Während die aktuellsten Zahlen weiterhin ein positives Bild der bilateralen Wirtschaftsbeziehungen der Schweiz mit Großbritannien zeigen, ist der Blick in die Zukunft mit ungleich größeren Unsicherheiten behaftet. Entsprechend schwierig sind Prognosen über die weitere Entwicklung, beispielsweise bei den ausländischen Direktinvestitionen. Diese kann, abhängig vom weiteren Verlauf des Brexit, sowohl positiv als auch negativ verlaufen.

Wichtig für die bilateralen Beziehungen ist der Bestand an Direktinvestitionen und die damit verbundene Anzahl Beschäftigter im jeweils anderen Staat. 2016 beschäftigten Schweizer Unternehmen gemäß Zahlen der Schweizerischen Nationalbank 96.138 Personen in Großbritannien. Der Personalbestand britischer Firmen in der Schweiz belief sich im selben Zeitraum auf 26.690 Beschäftigte. Die Bestände an Schweizer Direktinvestitionen im Vereinigten Königreich lagen 2016 bei 54,2 Milliarden Schweizer Franken (+10 Prozent im Vergleich zum Vorjahr, rund 50 Milliarden Euro). Auch die Bestände aus Großbritannien in der Schweiz haben sich positiv entwickelt (rund 45 Mrd. Euro). Zahlen für 2017, die erste Rückschlüsse auf die Auswirkungen des Brexits auf die Direktinvestitionen haben könnten, lagen zu Redaktionsschluss noch nicht vor.

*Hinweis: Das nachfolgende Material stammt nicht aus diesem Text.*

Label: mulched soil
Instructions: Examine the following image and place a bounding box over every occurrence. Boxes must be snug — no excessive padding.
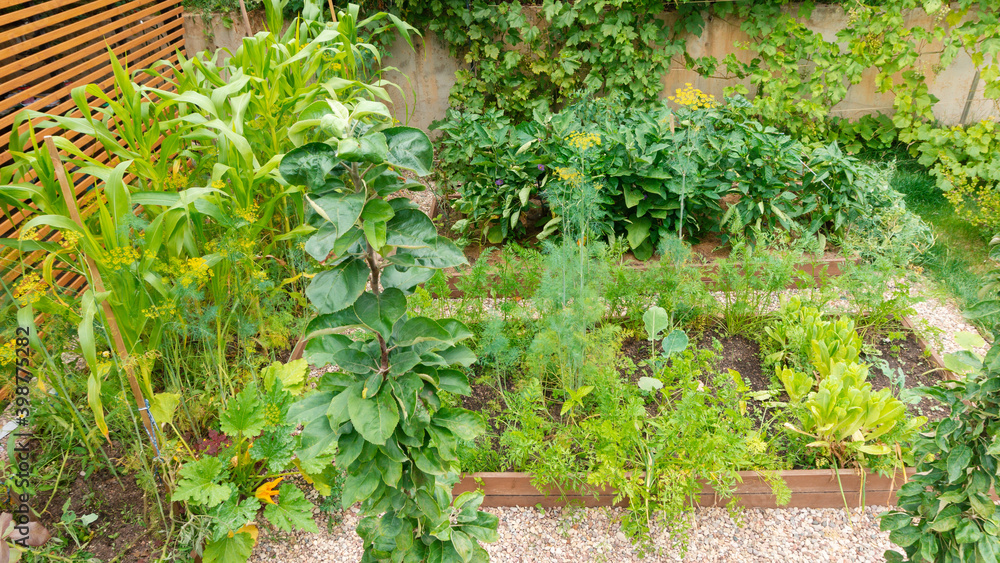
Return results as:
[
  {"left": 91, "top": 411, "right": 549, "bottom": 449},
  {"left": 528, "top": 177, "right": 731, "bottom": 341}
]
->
[
  {"left": 861, "top": 326, "right": 948, "bottom": 420},
  {"left": 32, "top": 444, "right": 165, "bottom": 563},
  {"left": 462, "top": 326, "right": 947, "bottom": 468}
]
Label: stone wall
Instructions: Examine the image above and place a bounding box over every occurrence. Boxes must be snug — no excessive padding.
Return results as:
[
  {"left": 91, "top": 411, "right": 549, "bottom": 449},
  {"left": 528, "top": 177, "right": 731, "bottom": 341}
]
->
[{"left": 184, "top": 5, "right": 1000, "bottom": 130}]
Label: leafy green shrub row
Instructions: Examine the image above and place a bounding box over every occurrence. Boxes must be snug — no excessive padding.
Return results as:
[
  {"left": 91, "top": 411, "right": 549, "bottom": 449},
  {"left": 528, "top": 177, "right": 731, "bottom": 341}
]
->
[{"left": 436, "top": 97, "right": 885, "bottom": 257}]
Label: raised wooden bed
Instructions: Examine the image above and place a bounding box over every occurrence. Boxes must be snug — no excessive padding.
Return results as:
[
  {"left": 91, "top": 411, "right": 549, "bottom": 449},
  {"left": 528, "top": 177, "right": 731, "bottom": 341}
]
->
[
  {"left": 453, "top": 469, "right": 913, "bottom": 508},
  {"left": 453, "top": 317, "right": 950, "bottom": 508},
  {"left": 448, "top": 257, "right": 860, "bottom": 299}
]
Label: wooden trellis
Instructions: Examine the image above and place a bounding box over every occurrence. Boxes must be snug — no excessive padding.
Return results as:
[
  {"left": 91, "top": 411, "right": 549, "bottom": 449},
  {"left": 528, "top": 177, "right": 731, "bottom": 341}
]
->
[{"left": 0, "top": 0, "right": 184, "bottom": 304}]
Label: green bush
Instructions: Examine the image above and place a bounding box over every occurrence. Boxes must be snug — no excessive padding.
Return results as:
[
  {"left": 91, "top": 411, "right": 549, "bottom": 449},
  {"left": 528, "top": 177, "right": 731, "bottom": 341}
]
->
[{"left": 437, "top": 95, "right": 869, "bottom": 258}]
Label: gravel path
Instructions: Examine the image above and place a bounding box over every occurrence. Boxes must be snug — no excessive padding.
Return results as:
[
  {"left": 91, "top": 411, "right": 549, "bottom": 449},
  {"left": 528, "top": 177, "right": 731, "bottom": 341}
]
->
[{"left": 250, "top": 507, "right": 892, "bottom": 563}]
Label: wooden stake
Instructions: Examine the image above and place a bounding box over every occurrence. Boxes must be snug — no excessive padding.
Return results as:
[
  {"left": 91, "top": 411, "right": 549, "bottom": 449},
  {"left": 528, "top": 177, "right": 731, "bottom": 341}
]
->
[
  {"left": 44, "top": 135, "right": 156, "bottom": 447},
  {"left": 240, "top": 0, "right": 254, "bottom": 37}
]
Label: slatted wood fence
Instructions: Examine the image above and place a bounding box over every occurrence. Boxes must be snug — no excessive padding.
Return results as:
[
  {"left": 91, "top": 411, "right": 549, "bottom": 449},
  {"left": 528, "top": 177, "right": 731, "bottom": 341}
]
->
[{"left": 0, "top": 0, "right": 184, "bottom": 307}]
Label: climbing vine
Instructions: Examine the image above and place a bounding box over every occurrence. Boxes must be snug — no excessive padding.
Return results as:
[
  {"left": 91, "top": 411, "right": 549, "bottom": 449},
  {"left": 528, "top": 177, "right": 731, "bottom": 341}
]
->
[{"left": 395, "top": 0, "right": 1000, "bottom": 229}]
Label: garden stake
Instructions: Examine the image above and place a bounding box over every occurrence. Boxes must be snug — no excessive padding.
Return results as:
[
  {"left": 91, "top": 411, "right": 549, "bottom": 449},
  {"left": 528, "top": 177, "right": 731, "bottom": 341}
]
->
[
  {"left": 44, "top": 135, "right": 159, "bottom": 455},
  {"left": 240, "top": 0, "right": 254, "bottom": 37}
]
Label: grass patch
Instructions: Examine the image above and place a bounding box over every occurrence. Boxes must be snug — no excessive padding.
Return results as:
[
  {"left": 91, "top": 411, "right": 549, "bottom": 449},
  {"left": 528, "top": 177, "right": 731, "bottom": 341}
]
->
[{"left": 892, "top": 160, "right": 996, "bottom": 328}]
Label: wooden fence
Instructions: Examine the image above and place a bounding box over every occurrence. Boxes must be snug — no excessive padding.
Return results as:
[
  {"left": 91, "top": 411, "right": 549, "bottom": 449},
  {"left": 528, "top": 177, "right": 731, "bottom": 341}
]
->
[{"left": 0, "top": 0, "right": 184, "bottom": 300}]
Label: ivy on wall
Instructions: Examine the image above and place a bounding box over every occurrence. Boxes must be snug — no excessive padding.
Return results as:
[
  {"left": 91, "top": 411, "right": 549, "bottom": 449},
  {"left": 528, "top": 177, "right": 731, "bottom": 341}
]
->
[{"left": 394, "top": 0, "right": 1000, "bottom": 231}]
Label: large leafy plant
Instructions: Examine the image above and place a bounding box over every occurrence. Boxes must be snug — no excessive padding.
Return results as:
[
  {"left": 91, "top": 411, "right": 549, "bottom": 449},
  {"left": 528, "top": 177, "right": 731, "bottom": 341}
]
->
[
  {"left": 280, "top": 94, "right": 497, "bottom": 562},
  {"left": 170, "top": 360, "right": 314, "bottom": 563},
  {"left": 881, "top": 344, "right": 1000, "bottom": 563}
]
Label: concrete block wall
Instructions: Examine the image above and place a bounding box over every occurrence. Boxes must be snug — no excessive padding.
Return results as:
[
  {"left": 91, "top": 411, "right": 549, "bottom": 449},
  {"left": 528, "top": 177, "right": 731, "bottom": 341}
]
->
[{"left": 184, "top": 5, "right": 1000, "bottom": 130}]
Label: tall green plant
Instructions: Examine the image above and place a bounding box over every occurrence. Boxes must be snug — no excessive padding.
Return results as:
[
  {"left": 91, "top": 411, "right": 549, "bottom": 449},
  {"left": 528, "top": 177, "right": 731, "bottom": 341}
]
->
[
  {"left": 280, "top": 94, "right": 497, "bottom": 562},
  {"left": 881, "top": 338, "right": 1000, "bottom": 563}
]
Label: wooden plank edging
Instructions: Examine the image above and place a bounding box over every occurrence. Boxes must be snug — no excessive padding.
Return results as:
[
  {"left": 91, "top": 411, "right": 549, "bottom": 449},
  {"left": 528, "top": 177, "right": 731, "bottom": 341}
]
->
[{"left": 453, "top": 468, "right": 915, "bottom": 508}]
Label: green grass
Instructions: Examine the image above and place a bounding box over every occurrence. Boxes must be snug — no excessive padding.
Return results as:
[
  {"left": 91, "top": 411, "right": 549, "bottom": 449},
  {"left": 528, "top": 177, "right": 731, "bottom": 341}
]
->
[{"left": 892, "top": 161, "right": 991, "bottom": 332}]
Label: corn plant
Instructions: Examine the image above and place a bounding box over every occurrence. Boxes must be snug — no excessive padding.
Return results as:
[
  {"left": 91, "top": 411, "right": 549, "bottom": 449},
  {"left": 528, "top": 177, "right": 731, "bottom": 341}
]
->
[{"left": 280, "top": 94, "right": 497, "bottom": 562}]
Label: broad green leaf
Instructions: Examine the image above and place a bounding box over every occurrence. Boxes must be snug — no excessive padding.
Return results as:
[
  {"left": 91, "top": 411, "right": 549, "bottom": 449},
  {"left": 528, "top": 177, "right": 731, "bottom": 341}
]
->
[
  {"left": 948, "top": 444, "right": 972, "bottom": 483},
  {"left": 354, "top": 289, "right": 406, "bottom": 340},
  {"left": 379, "top": 266, "right": 434, "bottom": 295},
  {"left": 149, "top": 393, "right": 181, "bottom": 426},
  {"left": 955, "top": 519, "right": 983, "bottom": 544},
  {"left": 361, "top": 199, "right": 396, "bottom": 223},
  {"left": 341, "top": 468, "right": 382, "bottom": 510},
  {"left": 306, "top": 258, "right": 371, "bottom": 315},
  {"left": 219, "top": 383, "right": 264, "bottom": 438},
  {"left": 202, "top": 532, "right": 253, "bottom": 563},
  {"left": 287, "top": 391, "right": 334, "bottom": 424},
  {"left": 642, "top": 307, "right": 670, "bottom": 340},
  {"left": 209, "top": 493, "right": 260, "bottom": 540},
  {"left": 264, "top": 483, "right": 319, "bottom": 534},
  {"left": 261, "top": 359, "right": 309, "bottom": 395},
  {"left": 431, "top": 407, "right": 486, "bottom": 440},
  {"left": 663, "top": 328, "right": 688, "bottom": 356},
  {"left": 386, "top": 237, "right": 466, "bottom": 270},
  {"left": 295, "top": 416, "right": 337, "bottom": 473},
  {"left": 382, "top": 127, "right": 434, "bottom": 176},
  {"left": 306, "top": 193, "right": 365, "bottom": 239},
  {"left": 364, "top": 221, "right": 386, "bottom": 249},
  {"left": 638, "top": 377, "right": 663, "bottom": 393},
  {"left": 347, "top": 386, "right": 399, "bottom": 445},
  {"left": 278, "top": 143, "right": 340, "bottom": 190},
  {"left": 250, "top": 427, "right": 295, "bottom": 473}
]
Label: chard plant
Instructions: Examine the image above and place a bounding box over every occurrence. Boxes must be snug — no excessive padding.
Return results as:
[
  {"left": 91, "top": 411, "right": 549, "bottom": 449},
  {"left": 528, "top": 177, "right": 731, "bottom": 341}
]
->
[{"left": 280, "top": 100, "right": 497, "bottom": 562}]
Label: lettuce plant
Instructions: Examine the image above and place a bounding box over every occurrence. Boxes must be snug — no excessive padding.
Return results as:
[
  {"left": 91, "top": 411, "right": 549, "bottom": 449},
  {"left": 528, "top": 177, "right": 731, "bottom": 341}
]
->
[{"left": 280, "top": 100, "right": 497, "bottom": 562}]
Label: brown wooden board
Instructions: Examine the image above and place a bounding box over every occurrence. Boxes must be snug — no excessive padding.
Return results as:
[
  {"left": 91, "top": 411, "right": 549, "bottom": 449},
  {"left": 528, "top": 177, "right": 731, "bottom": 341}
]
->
[{"left": 453, "top": 469, "right": 914, "bottom": 508}]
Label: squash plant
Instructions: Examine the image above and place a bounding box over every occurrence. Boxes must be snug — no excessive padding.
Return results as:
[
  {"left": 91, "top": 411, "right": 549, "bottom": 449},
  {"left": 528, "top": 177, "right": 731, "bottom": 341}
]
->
[{"left": 279, "top": 100, "right": 497, "bottom": 562}]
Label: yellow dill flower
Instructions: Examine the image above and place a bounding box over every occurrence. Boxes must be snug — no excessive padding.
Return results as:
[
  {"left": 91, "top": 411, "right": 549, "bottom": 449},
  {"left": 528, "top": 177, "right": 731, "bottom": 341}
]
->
[
  {"left": 667, "top": 82, "right": 716, "bottom": 109},
  {"left": 14, "top": 272, "right": 49, "bottom": 307},
  {"left": 566, "top": 131, "right": 601, "bottom": 152},
  {"left": 554, "top": 167, "right": 583, "bottom": 188},
  {"left": 236, "top": 203, "right": 260, "bottom": 223},
  {"left": 264, "top": 403, "right": 281, "bottom": 426},
  {"left": 105, "top": 246, "right": 139, "bottom": 270},
  {"left": 168, "top": 256, "right": 212, "bottom": 287},
  {"left": 163, "top": 170, "right": 188, "bottom": 191},
  {"left": 17, "top": 227, "right": 42, "bottom": 240},
  {"left": 142, "top": 303, "right": 179, "bottom": 321},
  {"left": 0, "top": 340, "right": 17, "bottom": 366}
]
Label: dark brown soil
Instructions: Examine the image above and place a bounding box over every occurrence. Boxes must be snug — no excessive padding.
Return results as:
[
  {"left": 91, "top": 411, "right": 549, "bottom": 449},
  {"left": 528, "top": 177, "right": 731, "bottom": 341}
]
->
[
  {"left": 32, "top": 446, "right": 166, "bottom": 563},
  {"left": 861, "top": 326, "right": 948, "bottom": 420},
  {"left": 697, "top": 328, "right": 771, "bottom": 391},
  {"left": 463, "top": 327, "right": 947, "bottom": 470}
]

Wichtigste Branchen sind wirtschaftliche Dienstleistungen gefolgt vom Groß- und Außenhandel, persönlichen Dienstleistungen, Finanzdienstleistungen, Verkehr und Kommunikation sowie Chemie und Pharma. Unter den Industriebranchen sind zudem Elektroindustrie und Maschinenbau von Bedeutung. In den vergangenen zwei Jahren erfolgten die Direktinvestitionen ausländischer Investoren in der Schweiz fast ausschließlich im Dienstleistungsbereich - allen voran im Segment Finanz- und Holdinggesellschaften. Dies gilt auch für das Vereinigte Königreich. Größte britische Unternehmen in der Schweiz sind einige international tätige Rohstoffhändler.

Kontaktadressen

Eine Bestandsaufnahme der möglichen Brexit-Auswirkungen auf 13 europäische Länder finden Sie in der GTAI-Analyse "Der Brexit und seine Folgen" auf: http://www.gtai.de/brexit-zielmaerkte

Weitere Informationen zu Wirtschaftslage, Branchen, Geschäftspraxis, Recht und Zoll zur Schweiz können Sie unter http://www.gtai.de/schweiz abrufen.

Unter http://www.gtai.de/brexit informiert Germany Trade & Invest regelmäßig über Aktuelles und Hintergründe zum Brexit.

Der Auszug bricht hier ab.